In a separate commentary published on 20 March in Nature, Prof Valentin Amrhein, Prof Sander Greenland, and Prof Blake McShane also argue for an end to the blind adherence to statistical significance. Amrhein and his co-authors received endorsements for their commentary from more than 800 signatories include statisticians, clinical and medical researchers, biologists, and psychologists in more than 50 countries.
They argue that all results should be published and pose an interesting question: “How do statistics so often lead scientists to deny differences that those not educated in statistics can plainly see?“
The experts offer some useful advice on how researchers can avoid “falling prey to these misconceptions” (1):
- Do not conclude there is “no difference” just because a P value is larger than 0.05 or some other predefined threshold.
- Do not conclude that two studies are conflicting simply because one has a statistically significant result and the other does not.
- Do not believe an association or effect exists or is absent just because it was statistically significant or not.
- Do not make conclusions on scientific or practical importance based on statistical significance (or lack thereof).
The scientists and statisticians are not suggesting that we completely abandon statistical significance altogether― it can still be useful in many ways―however, the use of p-values “to decide whether a result refutes or supports a scientific hypothesis” should end.
(1) Wasserstein, R.L., Schirm, A.L., and Lazar, N.A. Moving to a World Beyond “p < 0.05.” The American statistician (2019).
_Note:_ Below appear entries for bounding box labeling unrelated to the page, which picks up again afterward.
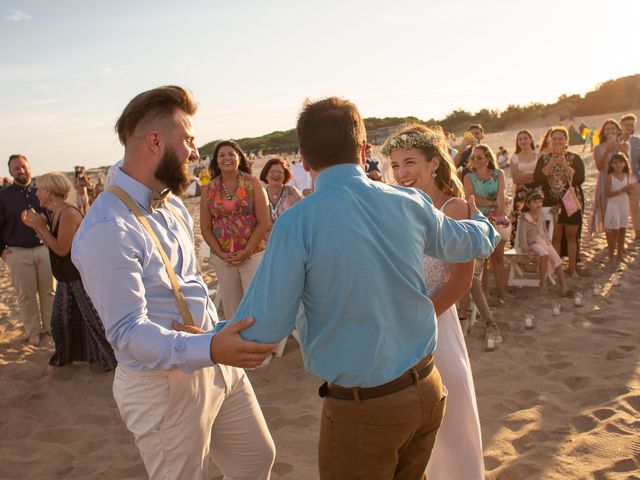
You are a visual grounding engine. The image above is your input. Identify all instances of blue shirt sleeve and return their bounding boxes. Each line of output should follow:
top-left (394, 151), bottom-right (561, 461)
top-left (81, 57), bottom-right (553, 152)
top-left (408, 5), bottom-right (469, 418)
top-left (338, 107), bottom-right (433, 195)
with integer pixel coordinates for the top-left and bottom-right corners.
top-left (424, 194), bottom-right (500, 263)
top-left (232, 212), bottom-right (305, 343)
top-left (71, 221), bottom-right (213, 372)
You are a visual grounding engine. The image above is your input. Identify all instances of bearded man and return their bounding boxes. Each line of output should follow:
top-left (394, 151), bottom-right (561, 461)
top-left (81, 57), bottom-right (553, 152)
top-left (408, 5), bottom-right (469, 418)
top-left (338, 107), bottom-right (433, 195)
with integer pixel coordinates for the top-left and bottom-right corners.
top-left (0, 153), bottom-right (54, 346)
top-left (71, 86), bottom-right (275, 479)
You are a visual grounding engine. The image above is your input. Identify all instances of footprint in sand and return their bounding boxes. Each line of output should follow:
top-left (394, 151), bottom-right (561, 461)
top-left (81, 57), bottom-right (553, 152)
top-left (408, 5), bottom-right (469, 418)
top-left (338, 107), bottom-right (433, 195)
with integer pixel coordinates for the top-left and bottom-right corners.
top-left (591, 408), bottom-right (616, 420)
top-left (571, 415), bottom-right (598, 433)
top-left (562, 377), bottom-right (589, 392)
top-left (626, 395), bottom-right (640, 412)
top-left (604, 350), bottom-right (629, 360)
top-left (509, 430), bottom-right (549, 454)
top-left (612, 458), bottom-right (638, 472)
top-left (484, 456), bottom-right (502, 472)
top-left (269, 415), bottom-right (320, 430)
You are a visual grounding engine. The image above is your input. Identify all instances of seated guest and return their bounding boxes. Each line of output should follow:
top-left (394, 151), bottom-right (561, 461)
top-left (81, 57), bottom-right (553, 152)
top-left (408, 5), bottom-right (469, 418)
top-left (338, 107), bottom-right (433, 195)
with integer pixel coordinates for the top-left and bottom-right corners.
top-left (516, 190), bottom-right (571, 295)
top-left (23, 172), bottom-right (116, 372)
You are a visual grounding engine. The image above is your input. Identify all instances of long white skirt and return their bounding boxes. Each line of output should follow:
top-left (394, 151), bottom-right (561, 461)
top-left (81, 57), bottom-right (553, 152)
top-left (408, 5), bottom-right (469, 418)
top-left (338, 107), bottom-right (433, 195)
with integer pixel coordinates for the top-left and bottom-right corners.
top-left (427, 306), bottom-right (484, 480)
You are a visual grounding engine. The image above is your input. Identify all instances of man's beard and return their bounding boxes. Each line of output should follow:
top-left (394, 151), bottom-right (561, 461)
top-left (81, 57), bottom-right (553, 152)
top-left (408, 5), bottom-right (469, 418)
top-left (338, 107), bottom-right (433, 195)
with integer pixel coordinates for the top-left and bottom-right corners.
top-left (153, 148), bottom-right (190, 195)
top-left (13, 173), bottom-right (31, 186)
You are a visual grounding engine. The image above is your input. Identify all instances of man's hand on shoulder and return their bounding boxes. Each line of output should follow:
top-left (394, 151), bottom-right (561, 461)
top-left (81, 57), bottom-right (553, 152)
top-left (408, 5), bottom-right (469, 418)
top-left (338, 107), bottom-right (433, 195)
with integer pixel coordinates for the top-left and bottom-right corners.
top-left (211, 318), bottom-right (277, 368)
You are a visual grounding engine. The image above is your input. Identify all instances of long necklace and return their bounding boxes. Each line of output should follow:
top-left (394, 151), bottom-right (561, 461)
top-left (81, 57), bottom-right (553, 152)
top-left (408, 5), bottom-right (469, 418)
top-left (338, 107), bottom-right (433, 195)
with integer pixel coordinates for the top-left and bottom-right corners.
top-left (268, 187), bottom-right (284, 223)
top-left (220, 179), bottom-right (238, 201)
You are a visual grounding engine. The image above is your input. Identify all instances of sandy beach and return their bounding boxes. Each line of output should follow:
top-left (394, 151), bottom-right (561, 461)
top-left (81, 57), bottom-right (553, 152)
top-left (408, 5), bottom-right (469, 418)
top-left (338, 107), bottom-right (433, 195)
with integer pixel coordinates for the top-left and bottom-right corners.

DOI: 10.1080/00031305.2019.1583913
(2) Coup de Grâce for a Tough Old Bull: “Statistically Significant” Expires. The American statistician (2019). DOI: 10.1080/00031305.2018.1543616
(3) Kuffner, T.A. and Walker, S. G. Why are p-values controversial? The American statistician (2019). DOI: 10.1080/00031305.2016.1277161
(4) Amrhein, V., Greenland, S., and McShane, B. Scientists rise up against statistical significance. Nature (2019). DOI: 10.1038/d41586-019-00857-9
According to Google, this article (Dunphy, 20.03.2019) seems to be very credible. I fact, when I googled “Moving to a World Beyond “p < 0.05"” today, it came up as the first hit that was something more than a link to The American Statistician.
As I see it, a main reason for the widespread misuse of p-values, is the misunderstanding of what a p-value is.
This misunderstanding is present here (Dunphy, 20.03.2019) in one of the first sentences: “In hypothesis testing, the p-value gives the probability or likelihood that the null hypothesis is true and is frequently used as a measure of "statistical significance".”
This topic is mentioned at the beginning of the editorial of The American Statistician (https://doi.org/10.1080/00031305.2019.1583913 ): “Don’t believe that your p-value gives the probability that chance alone produced the observed association or effect or the probability that your test hypothesis is true.” Also see Wikipedia (https://en.wikipedia.org/wiki/P-value , visited 22.03.2019): “Another concern is that the p-value is often misunderstood as being the probability that the null hypothesis is true.”
It will help a lot if all scientists learn and understand what a p-value is.